L’administration Trump a imposé aux sociétés de puces comme Nvidia des exigences de licence pour envoyer leurs puces en Chine en avril avant d’abroger officiellement une règle de diffusion de l’administration Biden qui aurait réglementé les exportations de puces d’IA en mai. Au cours de l’été, le gouvernement américain a signalé que les entreprises pourraient commencer à envoyer des puces en Chine à condition que le gouvernement obtienne une réduction de 15 % de tous les revenus, les puces étant devenues un outil de négociation dans les négociations commerciales avec la Chine.
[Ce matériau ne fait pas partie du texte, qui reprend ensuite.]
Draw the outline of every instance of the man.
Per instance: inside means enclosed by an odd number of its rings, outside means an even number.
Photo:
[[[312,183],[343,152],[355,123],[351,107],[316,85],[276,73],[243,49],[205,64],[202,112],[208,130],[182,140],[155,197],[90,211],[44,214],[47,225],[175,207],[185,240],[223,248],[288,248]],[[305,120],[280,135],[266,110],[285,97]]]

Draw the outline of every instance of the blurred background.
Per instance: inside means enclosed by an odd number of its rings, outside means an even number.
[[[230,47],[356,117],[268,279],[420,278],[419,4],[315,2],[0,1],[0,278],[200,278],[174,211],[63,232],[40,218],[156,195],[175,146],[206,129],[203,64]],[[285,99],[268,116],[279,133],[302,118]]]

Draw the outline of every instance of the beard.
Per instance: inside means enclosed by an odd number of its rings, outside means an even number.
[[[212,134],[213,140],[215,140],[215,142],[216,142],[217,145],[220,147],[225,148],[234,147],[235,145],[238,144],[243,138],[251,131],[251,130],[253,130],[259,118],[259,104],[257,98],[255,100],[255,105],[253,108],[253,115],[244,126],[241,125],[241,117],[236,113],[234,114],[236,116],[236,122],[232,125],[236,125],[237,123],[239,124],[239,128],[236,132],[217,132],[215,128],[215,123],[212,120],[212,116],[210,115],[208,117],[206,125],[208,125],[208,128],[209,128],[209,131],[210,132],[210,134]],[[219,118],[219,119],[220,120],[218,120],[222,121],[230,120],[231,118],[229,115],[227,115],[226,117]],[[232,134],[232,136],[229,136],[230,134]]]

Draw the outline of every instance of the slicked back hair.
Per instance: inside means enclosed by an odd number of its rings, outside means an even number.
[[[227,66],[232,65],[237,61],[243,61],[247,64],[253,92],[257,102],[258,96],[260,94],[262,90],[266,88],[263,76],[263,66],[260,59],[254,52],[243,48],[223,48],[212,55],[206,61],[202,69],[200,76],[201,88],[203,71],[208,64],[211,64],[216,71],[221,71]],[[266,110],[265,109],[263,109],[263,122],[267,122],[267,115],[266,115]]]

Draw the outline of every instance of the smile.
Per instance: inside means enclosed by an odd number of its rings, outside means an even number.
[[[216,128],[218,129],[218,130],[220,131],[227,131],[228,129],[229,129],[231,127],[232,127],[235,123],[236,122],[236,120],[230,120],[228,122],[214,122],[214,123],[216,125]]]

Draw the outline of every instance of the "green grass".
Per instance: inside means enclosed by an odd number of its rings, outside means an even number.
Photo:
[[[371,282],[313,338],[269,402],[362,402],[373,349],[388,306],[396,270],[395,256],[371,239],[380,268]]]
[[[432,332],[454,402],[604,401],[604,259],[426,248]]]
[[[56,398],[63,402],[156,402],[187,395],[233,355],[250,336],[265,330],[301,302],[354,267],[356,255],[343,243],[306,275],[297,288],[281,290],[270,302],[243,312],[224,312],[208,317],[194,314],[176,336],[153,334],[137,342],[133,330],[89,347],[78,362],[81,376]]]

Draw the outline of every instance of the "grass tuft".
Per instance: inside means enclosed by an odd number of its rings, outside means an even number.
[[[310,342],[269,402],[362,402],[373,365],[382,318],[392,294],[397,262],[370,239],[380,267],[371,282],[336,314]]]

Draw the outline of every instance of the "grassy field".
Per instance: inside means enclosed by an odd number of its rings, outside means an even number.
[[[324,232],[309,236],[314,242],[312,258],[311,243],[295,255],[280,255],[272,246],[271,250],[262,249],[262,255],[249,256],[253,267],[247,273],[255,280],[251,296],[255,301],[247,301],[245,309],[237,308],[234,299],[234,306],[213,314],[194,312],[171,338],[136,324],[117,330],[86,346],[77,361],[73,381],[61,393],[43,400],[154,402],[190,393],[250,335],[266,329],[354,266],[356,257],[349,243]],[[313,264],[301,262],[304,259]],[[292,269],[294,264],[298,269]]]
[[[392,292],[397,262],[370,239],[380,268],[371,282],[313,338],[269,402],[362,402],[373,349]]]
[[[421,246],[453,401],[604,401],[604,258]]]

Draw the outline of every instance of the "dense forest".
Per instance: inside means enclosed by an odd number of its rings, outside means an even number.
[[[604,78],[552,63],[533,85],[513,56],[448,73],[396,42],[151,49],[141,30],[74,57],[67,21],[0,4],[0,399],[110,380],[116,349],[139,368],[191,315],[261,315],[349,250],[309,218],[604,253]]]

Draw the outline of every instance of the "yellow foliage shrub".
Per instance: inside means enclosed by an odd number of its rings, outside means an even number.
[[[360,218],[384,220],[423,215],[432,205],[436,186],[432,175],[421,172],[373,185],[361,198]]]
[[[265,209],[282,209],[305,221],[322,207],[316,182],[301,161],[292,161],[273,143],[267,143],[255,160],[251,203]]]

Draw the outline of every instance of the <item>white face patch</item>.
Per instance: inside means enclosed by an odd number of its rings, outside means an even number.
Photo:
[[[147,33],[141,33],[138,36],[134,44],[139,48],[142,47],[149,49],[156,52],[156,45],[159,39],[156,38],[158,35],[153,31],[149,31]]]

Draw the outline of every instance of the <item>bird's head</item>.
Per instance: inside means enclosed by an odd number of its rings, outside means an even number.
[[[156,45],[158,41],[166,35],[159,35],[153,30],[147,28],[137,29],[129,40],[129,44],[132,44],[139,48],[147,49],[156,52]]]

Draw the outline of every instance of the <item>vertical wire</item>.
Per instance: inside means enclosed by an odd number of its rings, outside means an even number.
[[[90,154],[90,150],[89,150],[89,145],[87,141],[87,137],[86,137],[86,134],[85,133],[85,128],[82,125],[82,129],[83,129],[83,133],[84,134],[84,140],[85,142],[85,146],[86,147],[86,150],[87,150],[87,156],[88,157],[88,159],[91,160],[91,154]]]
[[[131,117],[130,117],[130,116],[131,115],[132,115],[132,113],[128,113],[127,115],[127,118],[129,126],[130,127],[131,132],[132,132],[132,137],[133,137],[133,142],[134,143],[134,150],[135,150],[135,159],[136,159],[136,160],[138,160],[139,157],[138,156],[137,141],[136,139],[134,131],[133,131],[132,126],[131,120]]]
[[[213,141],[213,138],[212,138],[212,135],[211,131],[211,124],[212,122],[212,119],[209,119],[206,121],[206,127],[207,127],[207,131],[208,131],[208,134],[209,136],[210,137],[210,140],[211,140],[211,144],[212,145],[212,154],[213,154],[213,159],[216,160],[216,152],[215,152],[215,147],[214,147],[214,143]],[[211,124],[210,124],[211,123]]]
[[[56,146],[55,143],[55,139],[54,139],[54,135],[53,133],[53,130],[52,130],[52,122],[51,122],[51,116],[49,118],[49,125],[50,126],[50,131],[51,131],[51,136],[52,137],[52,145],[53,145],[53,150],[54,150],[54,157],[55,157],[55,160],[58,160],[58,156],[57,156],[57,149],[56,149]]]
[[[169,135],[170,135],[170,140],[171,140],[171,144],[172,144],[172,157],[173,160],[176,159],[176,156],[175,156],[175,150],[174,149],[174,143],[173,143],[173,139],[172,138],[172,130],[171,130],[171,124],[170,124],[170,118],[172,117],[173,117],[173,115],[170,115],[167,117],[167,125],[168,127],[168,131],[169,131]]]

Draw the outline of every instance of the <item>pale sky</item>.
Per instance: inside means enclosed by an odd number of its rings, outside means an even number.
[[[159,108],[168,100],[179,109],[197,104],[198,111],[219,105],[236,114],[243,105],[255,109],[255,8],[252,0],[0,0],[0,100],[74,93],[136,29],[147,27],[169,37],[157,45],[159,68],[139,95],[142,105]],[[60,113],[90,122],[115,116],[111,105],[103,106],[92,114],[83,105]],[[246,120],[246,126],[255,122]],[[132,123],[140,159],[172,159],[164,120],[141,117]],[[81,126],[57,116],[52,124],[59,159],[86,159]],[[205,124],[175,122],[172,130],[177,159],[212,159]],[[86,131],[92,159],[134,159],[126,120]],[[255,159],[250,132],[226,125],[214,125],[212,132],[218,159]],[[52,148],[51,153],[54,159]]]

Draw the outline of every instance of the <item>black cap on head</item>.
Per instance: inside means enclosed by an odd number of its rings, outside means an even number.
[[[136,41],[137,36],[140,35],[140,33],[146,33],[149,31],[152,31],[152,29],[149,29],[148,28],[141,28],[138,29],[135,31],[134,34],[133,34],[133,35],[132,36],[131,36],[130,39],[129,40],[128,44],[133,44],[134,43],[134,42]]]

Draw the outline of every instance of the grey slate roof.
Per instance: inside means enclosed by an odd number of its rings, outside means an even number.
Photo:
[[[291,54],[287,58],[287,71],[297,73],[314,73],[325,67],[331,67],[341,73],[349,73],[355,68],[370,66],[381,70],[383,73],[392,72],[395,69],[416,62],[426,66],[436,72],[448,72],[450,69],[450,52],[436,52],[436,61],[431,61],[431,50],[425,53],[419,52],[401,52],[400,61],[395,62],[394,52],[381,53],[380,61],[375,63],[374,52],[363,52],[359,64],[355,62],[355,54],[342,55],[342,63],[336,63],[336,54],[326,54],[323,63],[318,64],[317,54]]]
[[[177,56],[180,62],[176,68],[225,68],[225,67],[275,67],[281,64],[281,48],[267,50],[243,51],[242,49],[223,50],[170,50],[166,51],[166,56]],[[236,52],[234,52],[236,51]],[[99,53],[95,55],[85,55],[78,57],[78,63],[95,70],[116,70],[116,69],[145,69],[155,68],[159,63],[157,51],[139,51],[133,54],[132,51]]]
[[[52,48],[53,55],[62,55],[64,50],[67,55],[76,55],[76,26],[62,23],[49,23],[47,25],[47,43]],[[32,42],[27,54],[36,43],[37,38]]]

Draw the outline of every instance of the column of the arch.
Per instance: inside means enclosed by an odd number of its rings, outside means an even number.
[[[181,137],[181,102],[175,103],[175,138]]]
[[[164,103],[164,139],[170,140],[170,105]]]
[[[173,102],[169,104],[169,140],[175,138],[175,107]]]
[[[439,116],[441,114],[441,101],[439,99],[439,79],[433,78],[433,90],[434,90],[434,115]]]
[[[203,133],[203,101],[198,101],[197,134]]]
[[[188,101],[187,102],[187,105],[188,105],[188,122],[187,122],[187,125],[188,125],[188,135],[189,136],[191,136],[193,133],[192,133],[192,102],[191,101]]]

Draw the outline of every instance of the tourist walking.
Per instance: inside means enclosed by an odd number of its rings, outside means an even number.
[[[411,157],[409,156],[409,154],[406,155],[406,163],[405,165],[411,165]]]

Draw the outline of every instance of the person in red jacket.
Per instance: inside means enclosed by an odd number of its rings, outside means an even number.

Cependant, à ce stade, le marché des puces développées aux États-Unis en Chine était tendu.
En septembre, le régulateur chinois de l’Internet, l’Administration chinoise du cyberespace, a interdit aux entreprises nationales d’acheter les puces de Nvidia, obligeant les entreprises du pays à s’appuyer sur des puces nationales moins avancées d’Alibaba et de Huawei.
Lundi, Trump a déclaré que le président chinois Xi Jinping avait « répondu positivement » aux dernières nouvelles du H200 dans un article de Truth Social.
Cette histoire a été mise à jour le 8 décembre lorsque la décision proposée a été confirmée.